The brothers, who are engineers and mathematicians, had struggled with this puzzle for years, unable to figure out how to orchestrate circle swaps -- in which a group of people trade unwanted items they own for desired things owned by others -- in the real world. For example, the site will allow a woman in Georgia to give a skirt to a woman in Nevada, who gives a sweater to a woman in Oregon, who gives a pair of shoes to a woman in Michigan, who gives a purse to a woman in Vermont, who gives a hat to the original giver in Georgia, thereby satisfying everybody's needs at once.
“We are trying to make a swapping or bartering economy more efficient,” says Petros Georgopoulos (pictured), CEO of the pair’s new venture, Swapdom. Bartering is traditionally a two-person affair, making its usefulness very limited in the internet age. But Swapdom's algorithm makes it possible for many people to trade items amongst each other, increasing the possibility of finding a beneficial bartering situation.
“Our technology provides efficiency that is orders of magnitude higher than the classic approach," says Georgopoulos. “In addition it allows us to provide the [simplest] experience for our users, who get exactly what they want without bargaining.”
While Swapdom is still researching the tax law implications of delving into arranging the bartering of services, the possible application of this circle-swap technology to business tasks could benefit small business owners. For example, a graphic designer in California could provide services to a law firm in Connecticut, who would provide services to an accountant in Maine, who would provide services to the California designer, in a multi-business swap that comes full circle.
Tapping the Marketplace
Launched in November, Swapdom is a recent entrant into the so-called “sharing economy” space. Competitors include swap.com, BarterQuest, and NetCycler.com. Site users request items they want, offer items in exchange, and wait for Swapdom to organize a multiperson swap.
The business is gradually rolling out categories for swapping: Users can now trade clothing and kids’ gear on Swapdom.com. A household items section is slated to open up by June of this year, followed by sporting and outdoors gear in early autumn. Customers pay for shipping and a variable service fee, capped at $2.
The company is based in the brother’s native country of Greece, but Swapdom operates only in the U.S. This is to take advantage of the larger potential marketplace and more robust online shopping habits here, Georgopoulos says.
With nine staffers in the two countries, the company has just surpassed 10,000 user registrations and has swaps actively taking place, he says. As the marketplace grows, the swaps will become faster and more frequent: The algorithm can arrange more than 830,000 trades per million items.
Finding the Right Investor
Georgopoulos says he has learned many business lessons in the process of starting Swapdom. He found the competition for funding fierce, although many business ideas that other entrepreneurs touted as original and innovative were actually derivative, easily replicable, or not well thought out.
“A plea that comes from my experience is: Be very, very scrupulous with your ideas,” he says. “Is it really unique? Is it really something people cannot easily copy? If it’s not, you’re just adding to the noise.” To avoid this, Georgopoulos recommends testing your ideas with other people before pitching them to investors.
Georgopoulos cautions against accepting funds that fall short of the amount necessary to make the early stages of a business successful. For example, if you’re asking for $1 million, don’t accept $250,000, because that first tranche of funding won’t go far enough to deliver what your business plan promises.
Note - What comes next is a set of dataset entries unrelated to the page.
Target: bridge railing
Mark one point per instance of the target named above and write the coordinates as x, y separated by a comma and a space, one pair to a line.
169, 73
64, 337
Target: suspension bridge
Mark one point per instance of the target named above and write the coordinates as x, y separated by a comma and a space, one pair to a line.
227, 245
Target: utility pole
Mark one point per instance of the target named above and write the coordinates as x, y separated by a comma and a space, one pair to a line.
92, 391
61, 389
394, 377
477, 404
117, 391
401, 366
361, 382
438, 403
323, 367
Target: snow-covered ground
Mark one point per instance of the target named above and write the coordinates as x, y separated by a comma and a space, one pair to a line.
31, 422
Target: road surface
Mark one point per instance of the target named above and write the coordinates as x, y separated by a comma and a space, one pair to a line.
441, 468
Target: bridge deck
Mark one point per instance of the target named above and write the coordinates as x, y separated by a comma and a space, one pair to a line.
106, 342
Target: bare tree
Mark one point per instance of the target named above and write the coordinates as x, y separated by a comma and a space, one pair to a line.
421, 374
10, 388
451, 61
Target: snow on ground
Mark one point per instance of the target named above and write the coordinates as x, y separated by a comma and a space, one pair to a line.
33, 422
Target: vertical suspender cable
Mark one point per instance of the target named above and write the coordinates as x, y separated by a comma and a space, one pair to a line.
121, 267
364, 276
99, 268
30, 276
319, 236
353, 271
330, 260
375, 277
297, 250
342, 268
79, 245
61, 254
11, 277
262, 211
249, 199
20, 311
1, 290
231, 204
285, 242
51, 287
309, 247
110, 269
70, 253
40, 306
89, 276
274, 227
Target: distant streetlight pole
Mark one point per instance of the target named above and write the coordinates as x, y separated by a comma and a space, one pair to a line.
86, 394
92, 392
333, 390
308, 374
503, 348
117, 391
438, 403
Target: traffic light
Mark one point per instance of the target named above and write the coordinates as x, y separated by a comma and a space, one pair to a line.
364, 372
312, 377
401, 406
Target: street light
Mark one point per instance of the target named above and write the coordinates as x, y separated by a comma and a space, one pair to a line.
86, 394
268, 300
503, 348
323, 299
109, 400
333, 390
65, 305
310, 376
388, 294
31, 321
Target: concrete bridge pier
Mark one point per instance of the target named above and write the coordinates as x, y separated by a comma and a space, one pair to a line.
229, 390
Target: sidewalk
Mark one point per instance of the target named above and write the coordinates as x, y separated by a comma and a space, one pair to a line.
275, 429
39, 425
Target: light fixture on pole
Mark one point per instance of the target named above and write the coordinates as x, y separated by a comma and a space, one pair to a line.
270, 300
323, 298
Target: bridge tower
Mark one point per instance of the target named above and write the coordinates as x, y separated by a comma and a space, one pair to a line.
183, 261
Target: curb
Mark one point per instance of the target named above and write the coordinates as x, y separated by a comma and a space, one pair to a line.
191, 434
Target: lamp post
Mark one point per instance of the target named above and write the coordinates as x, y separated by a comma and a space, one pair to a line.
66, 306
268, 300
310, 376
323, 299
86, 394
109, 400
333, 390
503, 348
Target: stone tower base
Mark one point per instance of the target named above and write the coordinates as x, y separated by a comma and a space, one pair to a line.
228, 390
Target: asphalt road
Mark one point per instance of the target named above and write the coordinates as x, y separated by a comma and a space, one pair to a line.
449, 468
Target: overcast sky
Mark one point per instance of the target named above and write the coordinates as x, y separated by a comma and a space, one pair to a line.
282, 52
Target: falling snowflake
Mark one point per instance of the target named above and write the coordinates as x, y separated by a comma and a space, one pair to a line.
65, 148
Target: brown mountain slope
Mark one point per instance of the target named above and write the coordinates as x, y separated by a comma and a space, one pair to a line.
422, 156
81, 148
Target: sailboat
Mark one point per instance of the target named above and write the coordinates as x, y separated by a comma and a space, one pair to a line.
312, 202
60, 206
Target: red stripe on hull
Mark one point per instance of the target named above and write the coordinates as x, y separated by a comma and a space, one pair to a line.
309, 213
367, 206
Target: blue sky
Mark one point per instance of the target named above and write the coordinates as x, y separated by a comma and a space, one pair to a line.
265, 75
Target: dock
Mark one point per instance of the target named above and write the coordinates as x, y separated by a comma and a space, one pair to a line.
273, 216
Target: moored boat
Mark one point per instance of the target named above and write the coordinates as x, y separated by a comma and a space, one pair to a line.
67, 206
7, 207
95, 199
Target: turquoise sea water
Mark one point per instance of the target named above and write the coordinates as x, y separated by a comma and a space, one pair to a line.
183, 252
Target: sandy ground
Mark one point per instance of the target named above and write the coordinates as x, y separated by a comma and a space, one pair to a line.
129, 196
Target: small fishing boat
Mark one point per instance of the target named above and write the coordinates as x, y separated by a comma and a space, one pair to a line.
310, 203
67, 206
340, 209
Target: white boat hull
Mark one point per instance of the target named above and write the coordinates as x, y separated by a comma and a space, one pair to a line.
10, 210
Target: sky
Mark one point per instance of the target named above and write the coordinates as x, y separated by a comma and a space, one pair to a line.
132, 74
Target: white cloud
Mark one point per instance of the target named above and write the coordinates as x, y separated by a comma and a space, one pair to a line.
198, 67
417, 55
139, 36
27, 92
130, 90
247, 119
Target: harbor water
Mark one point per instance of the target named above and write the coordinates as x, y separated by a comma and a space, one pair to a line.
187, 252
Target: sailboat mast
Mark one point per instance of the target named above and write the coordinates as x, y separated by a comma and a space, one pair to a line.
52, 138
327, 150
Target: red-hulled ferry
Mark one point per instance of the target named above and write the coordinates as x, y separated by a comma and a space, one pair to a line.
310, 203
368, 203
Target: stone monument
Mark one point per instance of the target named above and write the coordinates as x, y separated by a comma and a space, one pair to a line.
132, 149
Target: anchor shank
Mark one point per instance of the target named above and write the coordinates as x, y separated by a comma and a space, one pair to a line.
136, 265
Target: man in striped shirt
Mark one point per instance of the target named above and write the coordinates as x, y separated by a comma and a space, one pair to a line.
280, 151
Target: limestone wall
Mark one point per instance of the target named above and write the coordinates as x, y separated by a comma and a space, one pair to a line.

“You need time [and] an investor who understands that. [You also need] patience, patience, patience,” he says, speaking from experience. “Things won’t happen overnight.”
Katherine Gustafson is a freelance writer based in Seattle, Washington, who loves writing about small business and entrepreneurship. Her first book, Change Comes to Dinner, explores the way entrepreneurs and other visionaries—from greenhouse innovators to no-till wheat farmers—are changing the business of food.